WAIT! They have already marked stuff down and cleared it out? Ugh. I still haven't even hit Lowe's and we didn't even get a Halloween Express this year (and the location they used last year is still available). I was also really disappointed in Spirt and Party City. It seemed like they had significantly less than in the past but the prices were painful. HD has seriously stepped up the Halloween stuff though, no doubt about that. Sounds like a field trip is in order.


----------



## Hauntiholik (May 17, 2006)

Daphne said:


> Sounds like a field trip is in order.


If they don't have props available locally, you should be able to order them online.


----------



## FistJr (Nov 11, 2014)

Home Depot here is still going strong for Halloween...


----------



## Plastic Ninja (Sep 30, 2010)

Does anyone know how easy it was to order horses on discount after Halloween, or where they pretty much sold out? I really want to do the four horsemen still, but $200 a pop is a bit much haha.


----------



## MichaelMyers666 (Nov 5, 2016)

jdubbya said:


> I was at both HD and Lowes today as well, looking for an led orange spotlight. All sold out. They have a lot of the animated projection lights but no plain spots. Our Lowes is also putting out Christmas in a big way. Blech


You can get the orange spotlights (or the fire and ice version) on ebay for cheaper, like $17 shipped. I got several. You still have enough time to get them shipped as well.


----------



## MichaelMyers666 (Nov 5, 2016)

I worked at Home Depot last year for both Halloween and Christmas. My store didn't discount any Halloween until either Oct 31 or Nov 1. The good thing is you can search for an item online, and they'll tell you which store in your area has it, and how many. Then you can "buy/reserve" it online, and go pick it up from the service desk.

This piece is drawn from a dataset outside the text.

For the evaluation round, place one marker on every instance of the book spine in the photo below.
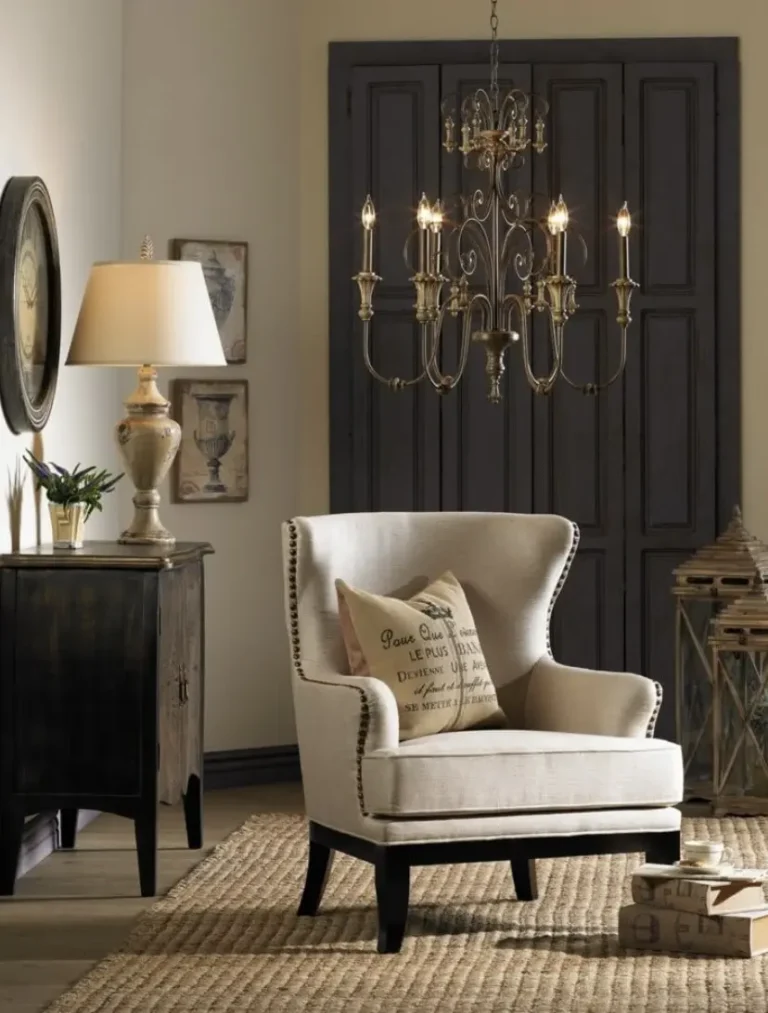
(642, 927)
(676, 894)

I already have my clearance shopping store list ready to include: Home Depot, Walgreens, Party City, and Target. I got some awesome deals last year.


----------



## Screaming Demons (Jul 12, 2009)

Plastic Ninja said:


> Does anyone know how easy it was to order horses on discount after Halloween, or where they pretty much sold out? I really want to do the four horsemen still, but $200 a pop is a bit much haha.

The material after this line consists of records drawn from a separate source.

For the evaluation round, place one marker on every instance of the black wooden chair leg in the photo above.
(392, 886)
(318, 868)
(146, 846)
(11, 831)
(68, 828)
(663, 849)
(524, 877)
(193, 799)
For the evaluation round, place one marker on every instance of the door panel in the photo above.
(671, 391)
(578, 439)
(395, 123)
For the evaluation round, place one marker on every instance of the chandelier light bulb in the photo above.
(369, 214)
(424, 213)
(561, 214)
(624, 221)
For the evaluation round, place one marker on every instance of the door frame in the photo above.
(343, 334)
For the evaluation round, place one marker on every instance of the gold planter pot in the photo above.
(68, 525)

Last year they sold out in August and were going for almost a grand on ebay right before Halloween. There doesn't appear to be any shortage of them this year though.


----------



## bobzilla (Nov 13, 2008)

50% off all Halloween in store at Home Depot 
At least here in San Diego. Even the skeleton horses were half off :googly:


----------



## RWB (Oct 16, 2012)

Missed out on the 9ft Spider. It was at $124 for a second while I was ordering a horse and then went back to the full price. Hoping it will drop again after Halloween.


----------



## MichaelMyers666 (Nov 5, 2016)

Can confirm Halloween stuff at Home Depot is now 50% off in store and online.
Might get some of the spot lights for $10.


----------